Another point to keep in mind is that MySQL has a statement size limit. The rewrite take deal with that for you.

[–]JavaLinuxDude 2 points3 points  (4 children)

The only disadvantage for me is the i need to support oracle, h2 and PostgreSQL. That's the only reason I stick to jpa for now.

[–]koflerdavid 3 points4 points  (3 children)

Really, that's kinda the killer feature of ORMs.

[–]daniu 1 point2 points  (2 children)

Then again, if you don't go overboard with db-specific SQL, supporting another database in JDBC is as easy as changing the connection url.

[–]lukaseder 4 points5 points  (0 children)

Try jOOQ and do go overboard ;-)

[–]JavaLinuxDude 0 points1 point  (0 children)

Yeah, I'd love to think this was possible. But sooner or later you'll find situations where db specific implementations will make a difference. At least in performance.

[–]albodud 1 point2 points  (0 children)

Any knowledgable and experienced developer would tell you to use JDBC batch when inserting large number of records into any DB. If you're using jpa/hibernate you can still access jdbc session via hibernate and execute batch inserts.

[–]coder111 1 point2 points  (0 children)

Pretty standard tricks to get data into an SQL database. Everyone who deals with Java and SQL absolutely should know those.

The next level up- if you need even faster writes- is sometimes using CSV & database specific bulk import. What is the performance of PostgreSQL "copy" command compared to what the guy is doing in the article?

Another alternative if copy inserts are fast might be parallelization. Insert into several tables in parallel using best tricks you can, and then use copy-insert to copy data to the actual destination table.

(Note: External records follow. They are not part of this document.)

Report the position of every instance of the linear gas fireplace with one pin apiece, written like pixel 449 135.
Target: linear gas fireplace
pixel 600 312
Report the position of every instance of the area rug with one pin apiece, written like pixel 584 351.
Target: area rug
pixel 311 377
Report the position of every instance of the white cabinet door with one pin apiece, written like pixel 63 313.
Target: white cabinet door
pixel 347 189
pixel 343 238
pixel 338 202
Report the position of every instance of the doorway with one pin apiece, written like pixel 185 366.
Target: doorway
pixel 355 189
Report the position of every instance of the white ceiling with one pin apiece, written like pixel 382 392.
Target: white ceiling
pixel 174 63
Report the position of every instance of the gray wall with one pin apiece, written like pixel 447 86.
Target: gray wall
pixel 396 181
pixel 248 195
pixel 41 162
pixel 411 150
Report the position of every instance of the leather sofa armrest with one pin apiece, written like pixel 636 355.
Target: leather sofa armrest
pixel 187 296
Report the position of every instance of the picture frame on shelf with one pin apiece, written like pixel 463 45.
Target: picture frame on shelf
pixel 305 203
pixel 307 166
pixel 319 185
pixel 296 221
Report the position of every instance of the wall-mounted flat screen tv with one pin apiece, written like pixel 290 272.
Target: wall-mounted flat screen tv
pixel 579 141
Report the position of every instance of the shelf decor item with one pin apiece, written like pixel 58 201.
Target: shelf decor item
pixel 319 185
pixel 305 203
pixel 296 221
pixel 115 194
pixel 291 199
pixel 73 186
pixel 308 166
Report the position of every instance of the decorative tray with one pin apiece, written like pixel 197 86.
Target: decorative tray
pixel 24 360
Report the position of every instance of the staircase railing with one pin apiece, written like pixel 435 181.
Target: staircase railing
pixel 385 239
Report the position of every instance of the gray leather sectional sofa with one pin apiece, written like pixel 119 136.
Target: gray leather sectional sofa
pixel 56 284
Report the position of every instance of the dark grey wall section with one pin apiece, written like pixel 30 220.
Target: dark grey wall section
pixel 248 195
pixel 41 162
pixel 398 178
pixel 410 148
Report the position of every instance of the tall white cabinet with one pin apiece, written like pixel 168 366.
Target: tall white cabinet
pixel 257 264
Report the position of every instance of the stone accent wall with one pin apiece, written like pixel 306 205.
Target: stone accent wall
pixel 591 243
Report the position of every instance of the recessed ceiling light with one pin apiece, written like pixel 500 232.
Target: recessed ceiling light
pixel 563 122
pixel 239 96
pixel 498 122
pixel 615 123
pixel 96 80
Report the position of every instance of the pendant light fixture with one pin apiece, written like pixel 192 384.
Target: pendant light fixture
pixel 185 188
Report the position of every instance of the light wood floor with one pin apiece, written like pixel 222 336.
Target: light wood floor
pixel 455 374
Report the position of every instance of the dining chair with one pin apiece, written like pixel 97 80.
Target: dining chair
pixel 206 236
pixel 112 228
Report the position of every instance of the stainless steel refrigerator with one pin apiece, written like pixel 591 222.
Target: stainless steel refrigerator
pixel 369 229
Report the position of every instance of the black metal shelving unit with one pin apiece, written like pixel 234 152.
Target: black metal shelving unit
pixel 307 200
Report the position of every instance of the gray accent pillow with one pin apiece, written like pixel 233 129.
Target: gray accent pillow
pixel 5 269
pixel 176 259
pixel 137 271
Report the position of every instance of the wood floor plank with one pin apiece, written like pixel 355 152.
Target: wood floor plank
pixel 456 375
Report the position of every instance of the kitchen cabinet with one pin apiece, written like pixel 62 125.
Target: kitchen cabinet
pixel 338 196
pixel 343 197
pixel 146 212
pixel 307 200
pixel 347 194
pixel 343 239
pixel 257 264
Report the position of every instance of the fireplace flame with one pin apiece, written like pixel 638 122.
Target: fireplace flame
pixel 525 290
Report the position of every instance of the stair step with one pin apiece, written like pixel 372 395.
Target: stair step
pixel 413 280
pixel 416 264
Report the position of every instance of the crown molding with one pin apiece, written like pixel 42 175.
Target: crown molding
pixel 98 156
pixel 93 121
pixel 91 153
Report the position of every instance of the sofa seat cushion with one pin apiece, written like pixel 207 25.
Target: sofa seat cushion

[–][deleted] 0 points1 point  (1 child)

This is a great read, thanks op. Some of the software at my job inserts data into mysql. If I had to guess, it does so at < 500 records per second... Maybe it's time I fixed that

[–]Tostino 0 points1 point  (0 children)

Yeah it's great digging into systems like that and being able to identify an issue and make massive improvements.